I agree, I maybe am short changing myself. I would love it if he stopped completely if only because I would lose that fear of him dying that I have whenever he has one of these nights out. I didn't like him saying he needs someone like me and I told him so at the time. I looked at the situation and I decided what I could live with and this is it basically. Of course there may be a man out there who ticks all the boxes, who would be perfect for me in every possible way, the man of my dreams, but I am old enough and ugly enough to know that fairy tales don't exist and I could spend my whole life searching for Mr perfect without actually finding him. Instead I found someone who I love and respect as a person and who has changed enough for me to live with.
"What if you were for instance to eventually turn around and say, "that's it I've had enough of all this crap and you must choose between the drugs and me". If you did say to him that what do you think would he choose?. Does that worry you?. This must have crossed your mind on occasion hence me asking"
I wouldn't do that. It would be more of a case of 'I am leaving because I don't want to be here any more'. If his occasional use of coke became more frequent use (or if I found out he was lyhing to me) then he knows, and I know, that I would leave. At the moment it's not 'all this crap'. If it became 'all this crap' then he would know about it as the door hit his arse.
"Do you think he could ever become fully clean and not have to use any illegal substance at all?. What d'you think he'd be like if he was fully clean?. Would you like him more?"
I don't know. I don't think he would ever say never again. I wouldn't like him more but I would be less scared that he might die suddenly. As for him being fully clean and what that would be like. I assume it would be exactly the same as the several month long stretches we have when he has not had coke for ages. As his friends all grow up, have kids etc I have noticed all of them are changing. Circumstances make it so.
"I asked about your role as I am wondering if what you are doing is giving you an overall false sense of control. Hence my wondering if you are enabling him; you are certainly condoning his actions. If you do not feel you are enabling him then what do you see your role as?. How would you define enabling someone?."

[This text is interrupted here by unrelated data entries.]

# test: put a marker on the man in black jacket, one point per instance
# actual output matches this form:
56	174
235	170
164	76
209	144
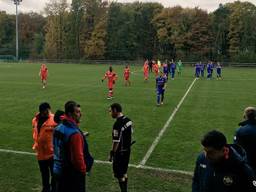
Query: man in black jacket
222	167
245	136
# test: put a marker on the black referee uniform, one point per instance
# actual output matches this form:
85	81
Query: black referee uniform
122	134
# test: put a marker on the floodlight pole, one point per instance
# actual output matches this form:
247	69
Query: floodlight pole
17	2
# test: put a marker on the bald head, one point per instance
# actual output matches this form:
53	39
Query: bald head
250	113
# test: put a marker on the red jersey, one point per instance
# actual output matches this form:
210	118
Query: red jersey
145	67
111	76
126	72
43	72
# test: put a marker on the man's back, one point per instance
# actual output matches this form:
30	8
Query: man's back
231	175
246	137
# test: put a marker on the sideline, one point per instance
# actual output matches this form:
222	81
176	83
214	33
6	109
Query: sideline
166	125
109	163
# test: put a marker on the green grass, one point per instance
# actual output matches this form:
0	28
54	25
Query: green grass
210	105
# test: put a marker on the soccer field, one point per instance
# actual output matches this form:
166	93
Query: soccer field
209	104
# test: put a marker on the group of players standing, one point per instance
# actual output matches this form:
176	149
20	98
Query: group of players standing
160	70
201	67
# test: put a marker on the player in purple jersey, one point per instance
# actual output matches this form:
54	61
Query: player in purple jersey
202	69
197	69
160	88
218	70
209	70
165	69
173	69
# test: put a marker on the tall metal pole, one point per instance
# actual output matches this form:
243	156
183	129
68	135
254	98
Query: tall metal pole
17	32
17	2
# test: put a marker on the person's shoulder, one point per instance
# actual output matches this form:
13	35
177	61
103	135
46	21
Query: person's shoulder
126	119
201	158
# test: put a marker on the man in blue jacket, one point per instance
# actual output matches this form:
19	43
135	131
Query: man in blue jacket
245	136
222	167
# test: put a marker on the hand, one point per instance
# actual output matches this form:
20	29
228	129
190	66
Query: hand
111	156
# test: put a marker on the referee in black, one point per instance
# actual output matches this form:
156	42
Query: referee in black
121	146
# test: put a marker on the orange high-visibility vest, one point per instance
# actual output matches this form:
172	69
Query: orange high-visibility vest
43	144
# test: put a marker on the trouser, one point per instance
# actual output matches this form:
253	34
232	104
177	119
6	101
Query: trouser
173	73
46	169
120	167
160	96
71	181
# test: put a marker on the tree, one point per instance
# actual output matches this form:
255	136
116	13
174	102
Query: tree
56	29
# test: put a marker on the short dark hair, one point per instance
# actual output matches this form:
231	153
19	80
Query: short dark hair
57	116
214	139
70	107
44	106
117	107
250	113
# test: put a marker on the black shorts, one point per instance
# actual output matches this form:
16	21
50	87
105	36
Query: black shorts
120	163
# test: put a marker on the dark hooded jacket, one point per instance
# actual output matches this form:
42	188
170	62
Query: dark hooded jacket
230	175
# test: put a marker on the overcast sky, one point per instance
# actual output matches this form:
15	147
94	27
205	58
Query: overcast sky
38	5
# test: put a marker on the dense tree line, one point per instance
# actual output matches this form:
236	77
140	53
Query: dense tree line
94	29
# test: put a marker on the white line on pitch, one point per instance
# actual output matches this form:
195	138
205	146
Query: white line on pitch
166	125
109	163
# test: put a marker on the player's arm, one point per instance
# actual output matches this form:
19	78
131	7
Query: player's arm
104	77
115	142
165	85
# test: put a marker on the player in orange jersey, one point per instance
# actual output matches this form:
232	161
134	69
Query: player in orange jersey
112	77
146	70
127	76
43	73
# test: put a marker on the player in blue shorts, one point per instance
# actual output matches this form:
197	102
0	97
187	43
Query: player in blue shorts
197	69
165	69
173	69
202	69
218	70
160	88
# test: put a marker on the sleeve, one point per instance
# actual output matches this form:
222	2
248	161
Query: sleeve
196	179
250	179
34	134
116	134
237	138
77	153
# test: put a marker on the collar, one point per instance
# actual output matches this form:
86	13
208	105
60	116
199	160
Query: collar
69	119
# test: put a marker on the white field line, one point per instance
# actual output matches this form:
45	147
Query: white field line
166	125
109	163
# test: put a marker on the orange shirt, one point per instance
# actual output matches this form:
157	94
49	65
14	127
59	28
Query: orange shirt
43	72
43	144
111	76
126	72
145	68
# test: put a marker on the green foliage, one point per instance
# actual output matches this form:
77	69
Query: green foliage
95	29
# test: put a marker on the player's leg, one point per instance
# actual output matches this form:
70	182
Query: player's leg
162	98
158	97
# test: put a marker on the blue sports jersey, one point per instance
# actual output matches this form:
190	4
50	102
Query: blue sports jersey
165	68
173	66
160	82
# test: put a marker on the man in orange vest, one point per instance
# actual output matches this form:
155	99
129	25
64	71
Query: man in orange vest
43	125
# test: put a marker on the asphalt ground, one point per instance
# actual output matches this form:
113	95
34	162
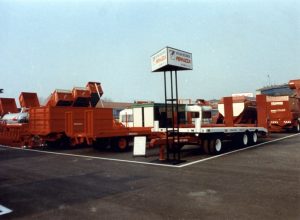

Perhaps it is a false sense of control, like I said I like being in control but I don't want to be controlling of another person. I suppose I am condoning his actions by letting him 'have the freedom' to use Coke sometimes but the way I see it is I can't actually stop him if he doesn't want to stop - and all indications from the discussions we have had are that he doesn't want to make a promise to stop as he knows there will be times when he will have nights out. So instead he and I have come to an agreement which suits us both.
How would I define enabling someone? I know someone who actually goes and buys drugs for her boyfriend. I think if I was allowing it to happen in this house then that would be enabling. I don't know really. Bit unsure about that one.
I guess that our views on this are very different and always will be because we are both starting off with different viewpoints and experiences? I believe that for many people using drugs can be similar to having a few drinks or eating some cake (only of course there are different risks associated with each of those things) and just because a person might have a slice of cake it doesn't mean they have to have all of the cake or will finish the cake and then raid the local cake shop for more.
You seem to believe that drugs = addiction.
We are just starting from different places and I don't know if either of us are completely right, IYSWIM.
Thanks for talking to me about it, it's made me think.